Our new research shows that constraints such as proximity to a good school are driving more inequality between low and high-income families than other preferences around whether the school is strong academically. We suggest new admissions systems – based around lotteries or “banding” based on ability – could help reduce some of this inequality.
Our research, from Bristol University’s Centre for Marketing and Public Organisation, the Institute for Fiscal Studies and Cambridge University, looked at the choices of primary schools for thousands of families in England, using the Millennium Cohort Study data for 2004-2006.
Restricted choices for poorer families
We found that there are substantial differences in the academic quality of local schools for families in different socio-economic groups. The top fifth of wealthiest families have schools nearby that get grades substantially higher than those available to families in the poorest fifth of families.
On top of that is a second layer of difference. When popular schools have more applicants than places, there has to be some mechanism to ration those places. The most widespread criterion in England is proximity – families living closer to the school are given priority.
Our study shows that this adds a substantial further difference to the quality of available schools. When considering those schools feasible in terms of distance and the probability of admission, the schools available to the richest fifth of families were a third better in terms of quality than those for the poorest fifth. It is this criterion that is responsible for a significant component of inequality in access to high-performing schools.
What families care about
Our research then related families’ actual choices of school to the attributes of all local and feasible schools to estimate the strength of the families’ preferences for these attributes. We also investigated the variation in the choices made by richer and poorer families. Our results show that families care about three main school attributes: the academic quality of the school, its socio-economic composition and how far away it is from their home.
The majority of households prefer schools with higher academic standards. On average, families prefer schools with fewer children living in low-income households. Almost all households have strong preferences for a school near where they live.
But preferences differ across socio-economic groups. Those in the lower socio-economic groups in particular have distinct preferences. On average, they opt for schools with lower academic quality and a higher proportion of pupils from low-income backgrounds – because these families have to make a trade-off between distance and quality.
What role choice has to play
Households from different socio-economic groups face differences in the type of schools available, but also have different preferences. Both factors may contribute to the unequal spread of pupils from different socio-economic groups in different schools: we wanted to know which factor was more important.
The majority of our survey sample shared the same feasible school choices with at least one other household. This allowed us to compare the choices of households from different socio-economic groups who had the same options of where to send their children to school.
We found that constraints based on admissions criteria (mainly due to proximity) accounted for two thirds of the overall difference in the schools parents sent their children to.

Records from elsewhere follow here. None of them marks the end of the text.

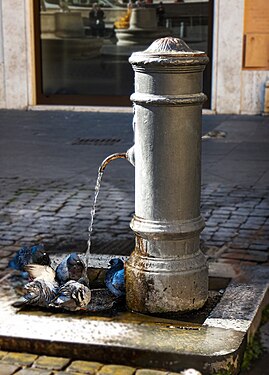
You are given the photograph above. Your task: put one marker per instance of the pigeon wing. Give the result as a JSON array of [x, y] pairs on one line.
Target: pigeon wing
[[36, 271]]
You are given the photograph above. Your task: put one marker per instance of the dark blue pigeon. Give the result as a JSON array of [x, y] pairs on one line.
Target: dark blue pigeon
[[71, 268], [28, 255], [114, 279]]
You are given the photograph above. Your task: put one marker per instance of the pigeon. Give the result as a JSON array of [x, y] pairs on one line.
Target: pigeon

This proved again that choice was restricted for many households.
Alternative to proximity
The broader implications of our results for choice in education are mixed. Most parents in our data have a strong preference for schools with high academic attainment. This supports the idea that competition to meet these preferences should help to raise the standards in England’s schools. The differences in school choices made between households with higher and lower socio-economic status therefore largely reflect differences in the available schools.
What can be done? Popular schools cannot take everyone who applies – there has to be some mechanism to ration places. If we want to break the link between access to high-performing schools and family income, then we need an alternative to using proximity as a tie-breaker.
Lotteries and banding
A lottery for over-subscribed places is one idea used around the world, but only infrequently in England. Schools could set aside a fraction of places for applicants who live beyond the “catchment” area of the school.
Alternatively, schools could apply a banding system often used in the past, whereby their intake of pupils is spread across applicants with different socio-economic backgrounds, or prior attainment.
The overall goal for policy is to make all schools excellent. But until that nirvana arrives we cannot ignore the question of how places in better-performing schools are allocated. And at the moment, the proximity criterion for admissions means that differences in family income have a substantial and regressive impact on that allocation.